Bauhaus: Art as Life
Hearing there’s a new exhibition about the notorious German school opening its doors might provoke dubious and not at all enthusiastic feelings. We all think we’ve already heard almost everything there is to know about Bauhaus, seen or read massive coffee table books depicting it, we know how its glorious masters look like and maybe even possess some of its heritage. When Barbican Art Gallery – in itself a massive brutalist post-war patrimony – announced the first major Bauhaus’ retrospective in Britain after forty years, the zest outside the narrow experts’ circle could have been quite mild.
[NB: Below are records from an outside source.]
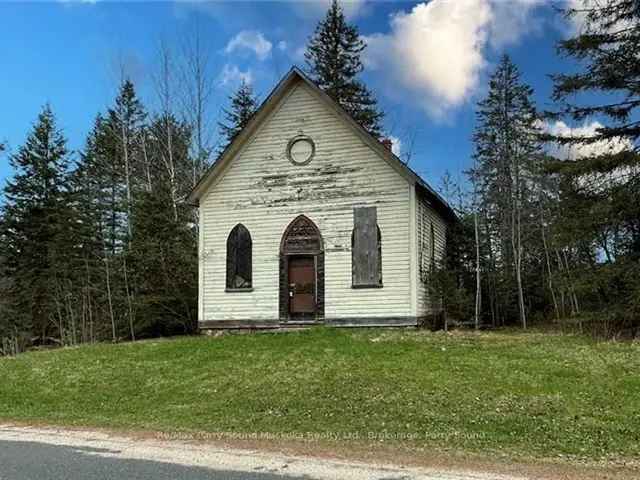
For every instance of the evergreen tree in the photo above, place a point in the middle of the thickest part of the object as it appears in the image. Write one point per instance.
(507, 146)
(243, 104)
(124, 124)
(598, 220)
(36, 222)
(333, 60)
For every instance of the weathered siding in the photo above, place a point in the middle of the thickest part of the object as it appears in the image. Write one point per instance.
(264, 191)
(425, 217)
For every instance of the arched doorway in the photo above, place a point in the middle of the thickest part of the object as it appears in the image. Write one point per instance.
(301, 272)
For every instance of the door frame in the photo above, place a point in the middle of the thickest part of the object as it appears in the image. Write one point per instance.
(301, 238)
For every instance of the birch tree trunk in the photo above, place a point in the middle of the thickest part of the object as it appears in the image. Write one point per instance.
(478, 280)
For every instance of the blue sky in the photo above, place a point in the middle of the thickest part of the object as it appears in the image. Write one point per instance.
(427, 62)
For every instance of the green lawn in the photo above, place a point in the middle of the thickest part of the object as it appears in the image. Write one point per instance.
(521, 395)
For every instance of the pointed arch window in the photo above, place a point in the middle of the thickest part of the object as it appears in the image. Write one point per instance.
(366, 249)
(239, 259)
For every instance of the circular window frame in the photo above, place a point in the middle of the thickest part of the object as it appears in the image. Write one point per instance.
(299, 138)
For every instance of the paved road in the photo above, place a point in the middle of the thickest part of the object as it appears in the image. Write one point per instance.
(39, 461)
(28, 453)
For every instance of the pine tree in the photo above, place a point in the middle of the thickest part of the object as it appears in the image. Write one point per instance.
(506, 141)
(124, 126)
(36, 221)
(598, 219)
(609, 48)
(243, 104)
(333, 61)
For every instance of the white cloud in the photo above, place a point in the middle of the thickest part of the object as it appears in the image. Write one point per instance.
(315, 9)
(250, 40)
(437, 50)
(575, 152)
(232, 74)
(396, 145)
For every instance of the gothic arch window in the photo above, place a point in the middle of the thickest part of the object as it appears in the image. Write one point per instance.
(366, 249)
(239, 259)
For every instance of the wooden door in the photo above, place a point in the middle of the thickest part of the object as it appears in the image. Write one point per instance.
(302, 286)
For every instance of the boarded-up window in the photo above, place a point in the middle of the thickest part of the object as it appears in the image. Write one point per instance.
(239, 258)
(366, 248)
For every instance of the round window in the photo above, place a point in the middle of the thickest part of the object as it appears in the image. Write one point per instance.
(301, 150)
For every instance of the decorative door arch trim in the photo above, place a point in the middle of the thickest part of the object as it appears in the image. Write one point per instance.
(302, 238)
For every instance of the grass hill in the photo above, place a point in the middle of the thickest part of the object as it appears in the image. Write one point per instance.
(523, 395)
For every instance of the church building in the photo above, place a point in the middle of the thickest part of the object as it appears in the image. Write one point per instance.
(306, 218)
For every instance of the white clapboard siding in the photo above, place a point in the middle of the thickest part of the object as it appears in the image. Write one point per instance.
(261, 189)
(427, 216)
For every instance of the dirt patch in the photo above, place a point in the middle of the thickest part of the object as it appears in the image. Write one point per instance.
(385, 454)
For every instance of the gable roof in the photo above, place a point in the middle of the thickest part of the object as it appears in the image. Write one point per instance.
(293, 77)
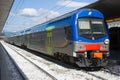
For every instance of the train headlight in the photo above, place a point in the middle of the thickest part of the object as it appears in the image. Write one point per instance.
(106, 41)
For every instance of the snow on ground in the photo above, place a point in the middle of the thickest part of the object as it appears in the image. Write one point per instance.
(60, 72)
(28, 69)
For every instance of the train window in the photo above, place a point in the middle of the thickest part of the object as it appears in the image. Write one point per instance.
(68, 32)
(91, 27)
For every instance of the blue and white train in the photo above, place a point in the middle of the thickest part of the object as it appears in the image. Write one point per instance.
(79, 37)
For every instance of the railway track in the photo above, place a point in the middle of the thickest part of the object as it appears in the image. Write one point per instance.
(19, 70)
(76, 69)
(23, 77)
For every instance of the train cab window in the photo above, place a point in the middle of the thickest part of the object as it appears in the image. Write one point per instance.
(91, 28)
(68, 32)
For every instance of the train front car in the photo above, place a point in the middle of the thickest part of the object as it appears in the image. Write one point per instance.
(91, 41)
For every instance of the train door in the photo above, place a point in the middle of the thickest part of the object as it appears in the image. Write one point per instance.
(49, 40)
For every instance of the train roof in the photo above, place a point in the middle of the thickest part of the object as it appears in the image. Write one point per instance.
(37, 28)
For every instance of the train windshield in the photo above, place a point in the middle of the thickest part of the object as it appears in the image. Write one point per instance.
(91, 28)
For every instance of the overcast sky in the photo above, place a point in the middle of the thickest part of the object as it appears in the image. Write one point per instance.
(27, 13)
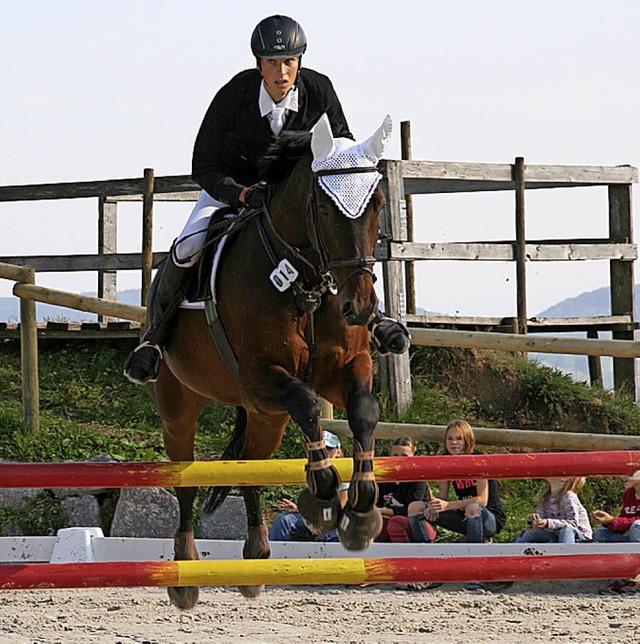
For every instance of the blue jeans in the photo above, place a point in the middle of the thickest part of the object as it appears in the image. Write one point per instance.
(568, 534)
(290, 526)
(608, 536)
(476, 529)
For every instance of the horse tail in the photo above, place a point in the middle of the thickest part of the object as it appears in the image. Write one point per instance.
(232, 452)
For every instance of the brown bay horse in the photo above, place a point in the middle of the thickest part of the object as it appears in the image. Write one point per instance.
(282, 364)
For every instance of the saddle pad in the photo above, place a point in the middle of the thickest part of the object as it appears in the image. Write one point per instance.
(214, 270)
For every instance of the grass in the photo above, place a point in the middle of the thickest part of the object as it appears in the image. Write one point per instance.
(89, 408)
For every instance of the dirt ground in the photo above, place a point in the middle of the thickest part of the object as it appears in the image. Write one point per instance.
(527, 612)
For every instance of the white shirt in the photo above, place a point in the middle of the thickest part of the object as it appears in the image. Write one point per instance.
(267, 104)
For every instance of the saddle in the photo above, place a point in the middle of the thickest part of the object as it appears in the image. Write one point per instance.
(199, 288)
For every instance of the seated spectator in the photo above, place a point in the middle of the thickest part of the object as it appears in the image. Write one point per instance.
(289, 524)
(623, 528)
(397, 500)
(477, 512)
(559, 515)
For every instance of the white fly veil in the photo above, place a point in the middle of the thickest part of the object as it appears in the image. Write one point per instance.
(350, 192)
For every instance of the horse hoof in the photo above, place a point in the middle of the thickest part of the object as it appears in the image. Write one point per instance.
(250, 592)
(256, 545)
(320, 516)
(184, 597)
(357, 530)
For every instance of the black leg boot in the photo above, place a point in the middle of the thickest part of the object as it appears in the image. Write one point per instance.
(388, 335)
(167, 291)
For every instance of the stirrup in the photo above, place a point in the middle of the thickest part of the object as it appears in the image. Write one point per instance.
(148, 367)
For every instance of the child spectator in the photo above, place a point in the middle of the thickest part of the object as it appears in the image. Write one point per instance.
(398, 500)
(559, 515)
(289, 524)
(477, 513)
(623, 528)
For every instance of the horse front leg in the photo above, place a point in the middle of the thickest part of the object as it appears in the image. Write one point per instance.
(361, 520)
(319, 504)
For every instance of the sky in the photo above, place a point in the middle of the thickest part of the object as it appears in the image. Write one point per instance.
(92, 91)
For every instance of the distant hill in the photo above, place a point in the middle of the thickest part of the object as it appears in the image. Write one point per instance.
(590, 303)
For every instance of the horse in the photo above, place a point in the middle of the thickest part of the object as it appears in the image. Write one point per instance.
(297, 336)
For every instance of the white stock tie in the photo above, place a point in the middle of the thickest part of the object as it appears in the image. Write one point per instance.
(277, 119)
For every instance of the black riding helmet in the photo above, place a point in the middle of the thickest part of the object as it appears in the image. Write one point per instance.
(278, 37)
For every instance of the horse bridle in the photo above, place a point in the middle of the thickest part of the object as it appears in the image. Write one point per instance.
(323, 268)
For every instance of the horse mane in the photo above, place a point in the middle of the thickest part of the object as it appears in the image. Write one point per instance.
(282, 155)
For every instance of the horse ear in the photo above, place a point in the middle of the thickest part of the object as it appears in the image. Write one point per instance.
(374, 146)
(321, 139)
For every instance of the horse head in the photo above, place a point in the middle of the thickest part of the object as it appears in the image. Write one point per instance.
(326, 211)
(346, 221)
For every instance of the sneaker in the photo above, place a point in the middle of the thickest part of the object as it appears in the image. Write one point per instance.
(143, 364)
(615, 587)
(497, 586)
(473, 586)
(631, 588)
(418, 585)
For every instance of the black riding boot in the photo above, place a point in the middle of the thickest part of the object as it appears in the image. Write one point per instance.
(167, 291)
(389, 335)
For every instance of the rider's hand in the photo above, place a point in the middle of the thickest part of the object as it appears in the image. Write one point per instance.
(255, 195)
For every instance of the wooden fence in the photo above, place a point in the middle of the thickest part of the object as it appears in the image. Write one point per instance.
(397, 250)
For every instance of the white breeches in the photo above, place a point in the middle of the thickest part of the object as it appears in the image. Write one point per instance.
(190, 241)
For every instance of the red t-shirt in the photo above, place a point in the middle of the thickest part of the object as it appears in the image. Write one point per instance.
(629, 514)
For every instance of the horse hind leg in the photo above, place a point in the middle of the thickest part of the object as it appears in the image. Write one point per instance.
(263, 436)
(361, 520)
(319, 504)
(180, 409)
(184, 548)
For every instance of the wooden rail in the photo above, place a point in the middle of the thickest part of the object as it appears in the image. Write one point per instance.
(402, 179)
(528, 438)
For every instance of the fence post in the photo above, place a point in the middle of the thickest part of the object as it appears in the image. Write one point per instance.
(29, 357)
(409, 266)
(521, 245)
(395, 373)
(622, 283)
(107, 244)
(147, 234)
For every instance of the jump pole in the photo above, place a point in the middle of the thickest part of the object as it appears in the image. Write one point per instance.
(256, 572)
(291, 472)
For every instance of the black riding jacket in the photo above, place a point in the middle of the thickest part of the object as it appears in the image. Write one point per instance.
(233, 136)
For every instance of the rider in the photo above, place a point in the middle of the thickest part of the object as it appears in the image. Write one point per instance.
(241, 122)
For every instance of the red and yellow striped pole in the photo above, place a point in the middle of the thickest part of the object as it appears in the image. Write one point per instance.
(291, 472)
(251, 572)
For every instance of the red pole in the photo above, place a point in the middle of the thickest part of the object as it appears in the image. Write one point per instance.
(302, 572)
(418, 468)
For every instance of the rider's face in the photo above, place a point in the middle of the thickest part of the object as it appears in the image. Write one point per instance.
(279, 75)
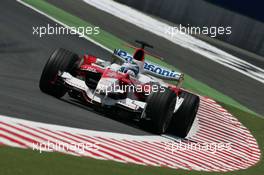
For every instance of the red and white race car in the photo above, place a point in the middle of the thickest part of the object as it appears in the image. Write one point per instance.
(128, 83)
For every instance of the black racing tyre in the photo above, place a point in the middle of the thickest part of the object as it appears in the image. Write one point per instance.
(60, 60)
(183, 119)
(160, 107)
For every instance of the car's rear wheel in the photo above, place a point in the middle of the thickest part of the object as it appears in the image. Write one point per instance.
(183, 119)
(60, 60)
(160, 107)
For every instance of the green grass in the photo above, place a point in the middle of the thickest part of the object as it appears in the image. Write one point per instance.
(19, 161)
(112, 42)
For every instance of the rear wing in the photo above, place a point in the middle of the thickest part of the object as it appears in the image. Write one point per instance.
(120, 56)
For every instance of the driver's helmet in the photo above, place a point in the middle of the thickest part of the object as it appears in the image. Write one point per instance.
(130, 68)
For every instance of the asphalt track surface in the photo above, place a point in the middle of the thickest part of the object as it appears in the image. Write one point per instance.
(22, 57)
(247, 91)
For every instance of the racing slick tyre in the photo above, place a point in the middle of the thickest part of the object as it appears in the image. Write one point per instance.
(183, 119)
(60, 60)
(160, 107)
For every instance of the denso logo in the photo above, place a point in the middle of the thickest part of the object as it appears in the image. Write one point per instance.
(159, 70)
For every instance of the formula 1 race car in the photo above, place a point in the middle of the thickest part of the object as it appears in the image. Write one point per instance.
(129, 83)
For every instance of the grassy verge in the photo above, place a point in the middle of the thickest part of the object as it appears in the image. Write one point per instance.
(19, 161)
(112, 42)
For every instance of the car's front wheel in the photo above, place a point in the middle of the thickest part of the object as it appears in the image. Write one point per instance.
(183, 119)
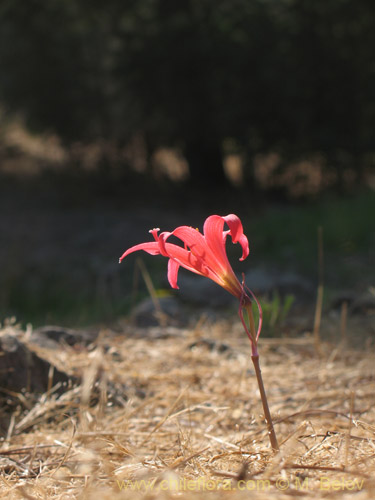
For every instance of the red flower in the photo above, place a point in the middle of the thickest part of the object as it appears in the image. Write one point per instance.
(203, 254)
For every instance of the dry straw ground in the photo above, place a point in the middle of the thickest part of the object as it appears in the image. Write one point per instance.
(176, 414)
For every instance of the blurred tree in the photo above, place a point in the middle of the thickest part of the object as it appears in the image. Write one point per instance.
(292, 76)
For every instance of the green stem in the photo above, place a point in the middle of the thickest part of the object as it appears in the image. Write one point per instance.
(258, 372)
(267, 414)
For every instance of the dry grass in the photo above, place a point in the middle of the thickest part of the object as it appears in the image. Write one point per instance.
(183, 415)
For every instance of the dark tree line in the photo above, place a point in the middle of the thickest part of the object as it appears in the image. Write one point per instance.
(294, 76)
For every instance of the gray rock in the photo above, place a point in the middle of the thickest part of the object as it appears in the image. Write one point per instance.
(52, 336)
(146, 314)
(22, 369)
(262, 282)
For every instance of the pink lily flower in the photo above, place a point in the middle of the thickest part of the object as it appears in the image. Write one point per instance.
(205, 254)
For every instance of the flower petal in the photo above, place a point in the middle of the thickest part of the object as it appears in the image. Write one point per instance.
(215, 239)
(236, 232)
(197, 244)
(173, 268)
(149, 247)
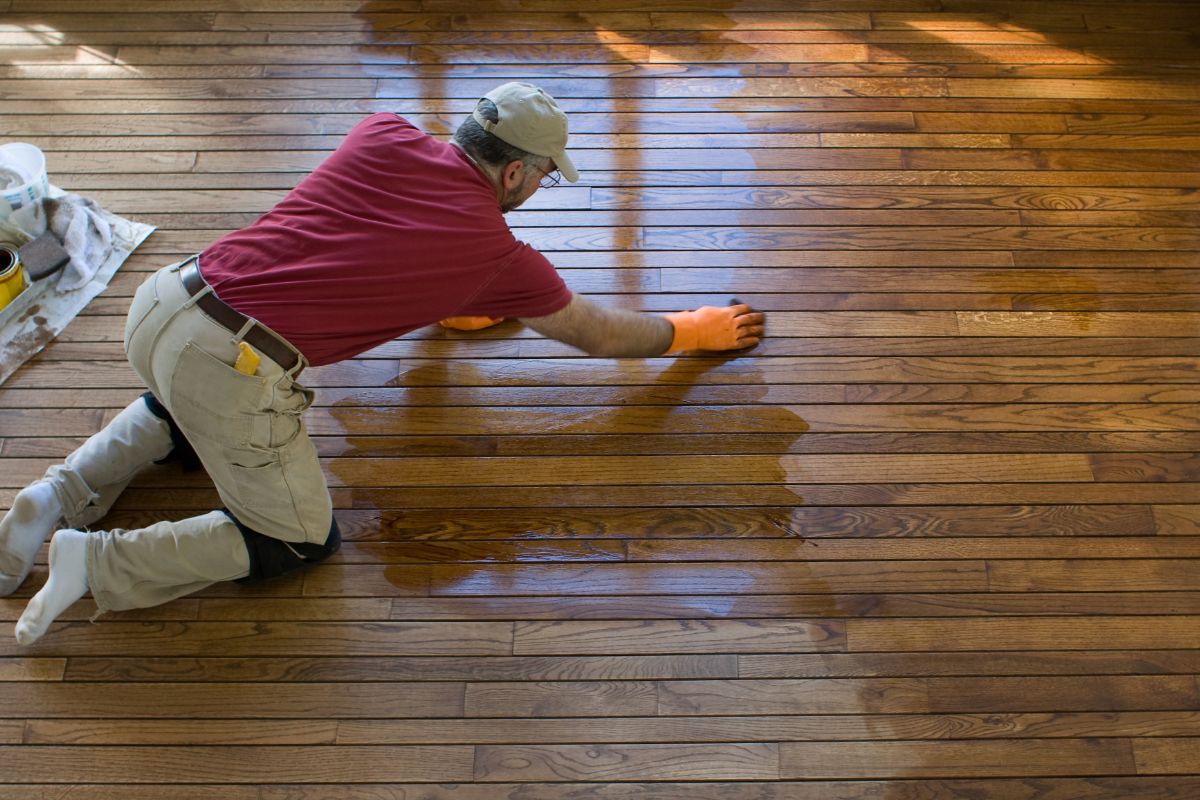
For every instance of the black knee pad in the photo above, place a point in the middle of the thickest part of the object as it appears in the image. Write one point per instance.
(270, 558)
(183, 450)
The history of the revolutionary school, traced from it’s founding in Dessau in 1919 by Walter Gropious until the forced closure in 1933 has already been told from many points of view. Nevertheless, “Art as Life” exhibition takes a new insight on the school’s artistic production and the undercurrent legacy. While Bauhaus was duelling between classical take applied arts and its new industrial counterpart, what emerged was a collaborative spirit between (almost) all teachers and students.
“Art as Life” brings to our attention the playful and yet undiscovered side of the progressive modernist school – the famous Bauhaus parties, the commonly unknown photos of fashionable students, the unseen work where professors’ mastery gets mixed with the young students’ idealism and naivety. Unveiling the diversity of Bauhaus’ production, the works displayed are as disparate as Nivea adds, table lamps and ceramic pots, school party invitations, coffee machines, chess sets and spinning tops designed by characters like Johannes Itten, Josef and Anni Albers, Walter Gropious, Hannes Meyer, Paul Klee, Laslo Moholy-Nagy, Ludwig Mies van der Rohe and August Schlemmer alongside with their students.
Running until the 12th of August, “Art as Life” opens quite a straightforward look on Bauhaus that makes us understand Modernism was much more than plain rigor.